<私の相場観>=カブドットコム証券・チーフストラテジスト 河合達憲氏

 安倍晋三自民党総裁の金融緩和への積極姿勢を評価した「安倍トレード」により、日経平均株価は800円程度上昇し、発射台がかさ上げされた。年内に9700~9800円に、来年3月末までには、今年3月高値の1万200円水準乗せも期待できそうだ。

 日本株上昇には、米株上昇と円安という「2つのエンジン点火」が必要。過去にこの両エンジンが揃った局面で日経平均は大幅上昇しており、今回その可能性が高い。
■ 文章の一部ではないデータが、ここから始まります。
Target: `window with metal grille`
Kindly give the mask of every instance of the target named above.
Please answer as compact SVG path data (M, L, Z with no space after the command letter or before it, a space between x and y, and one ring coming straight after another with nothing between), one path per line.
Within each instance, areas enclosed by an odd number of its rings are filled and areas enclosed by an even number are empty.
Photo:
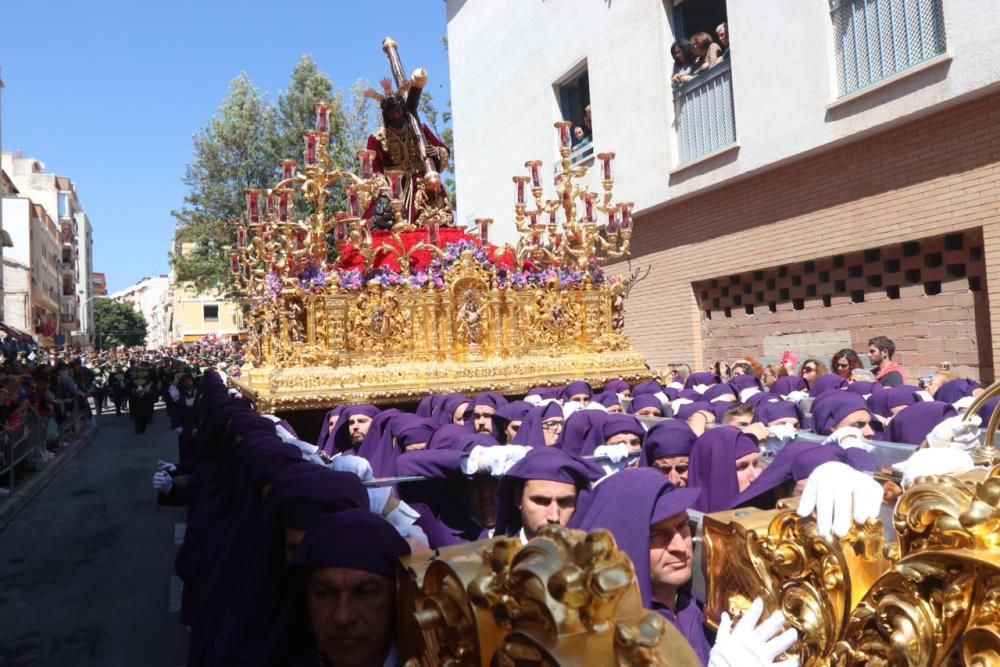
M830 0L841 97L947 46L941 0Z

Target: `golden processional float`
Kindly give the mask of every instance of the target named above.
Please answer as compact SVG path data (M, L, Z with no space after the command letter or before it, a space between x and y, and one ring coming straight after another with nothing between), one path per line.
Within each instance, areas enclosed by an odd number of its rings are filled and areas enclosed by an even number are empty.
M557 123L555 196L540 161L514 177L517 243L491 245L490 220L466 234L440 187L447 151L415 113L426 73L405 78L395 42L383 49L395 88L371 96L397 99L404 119L372 135L358 173L333 164L318 105L302 167L285 161L274 188L247 192L233 257L248 306L241 391L288 411L649 377L622 334L621 283L600 269L628 254L631 235L631 204L613 203L614 154L597 156L603 193L588 191L569 161L569 124ZM336 188L346 210L331 212ZM296 215L301 204L308 213ZM1000 383L968 414L996 395ZM998 423L1000 411L981 463L1000 460ZM709 623L762 597L798 630L788 655L806 666L1000 665L1000 468L985 470L887 493L886 525L843 539L819 535L796 501L705 516L696 567ZM407 667L698 664L642 608L607 531L549 527L523 547L496 538L411 556L400 572Z
M967 414L993 396L1000 383ZM804 667L1000 665L998 424L1000 410L973 455L992 468L917 478L901 495L887 485L887 524L844 538L820 535L798 499L705 515L694 566L709 624L759 597L799 634L779 659ZM497 538L405 558L398 600L406 667L700 664L642 608L631 561L605 530L550 526L523 547Z
M614 153L597 156L603 191L591 192L586 167L570 164L570 123L556 123L554 196L540 160L514 177L516 245L491 244L489 219L465 233L441 184L447 149L416 113L427 74L406 78L395 42L383 50L395 86L368 95L384 115L396 100L405 119L369 138L358 173L334 164L318 104L304 164L286 160L279 183L246 193L232 258L246 299L244 395L277 412L651 377L622 333L624 288L601 269L628 255L632 233L632 204L612 195ZM346 210L331 212L338 190Z

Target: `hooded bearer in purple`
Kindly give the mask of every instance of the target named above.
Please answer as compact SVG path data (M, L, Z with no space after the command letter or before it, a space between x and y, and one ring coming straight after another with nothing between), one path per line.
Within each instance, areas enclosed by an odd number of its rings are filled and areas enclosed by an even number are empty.
M695 509L720 512L760 475L760 447L736 426L718 426L694 443L690 465L688 485L701 489Z
M600 466L561 449L532 449L500 478L494 534L527 542L546 525L565 526L580 494L603 476Z
M705 615L690 591L693 544L687 511L697 489L674 488L649 468L616 473L582 499L570 528L605 528L635 566L642 604L653 609L684 635L708 662Z
M317 522L292 559L297 633L276 664L397 664L396 567L409 553L396 530L367 510Z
 NYダウ平均株価は、景気回復を背景に07年10月につけた史上最高値の1464ドルを射程圏に捉えてきそうだ。また、円ドル相場は、米10年債利回りの上昇も予想され、1ドル=90円へ向けて円安・ドル高傾向となりそうだ。

 今後の投資アイディアとしては、①急速な円高修正②無制限の金融緩和③日本強靭化計画――がある。具体的には、本来の与信業務の回復が見込めるメガバンク3行をはじめ、不動産、電鉄、陸運、大手ゼネコン。円高修正でメリットを享受する精密機器。12月に14社のIPOが集中することから証券株にも注目。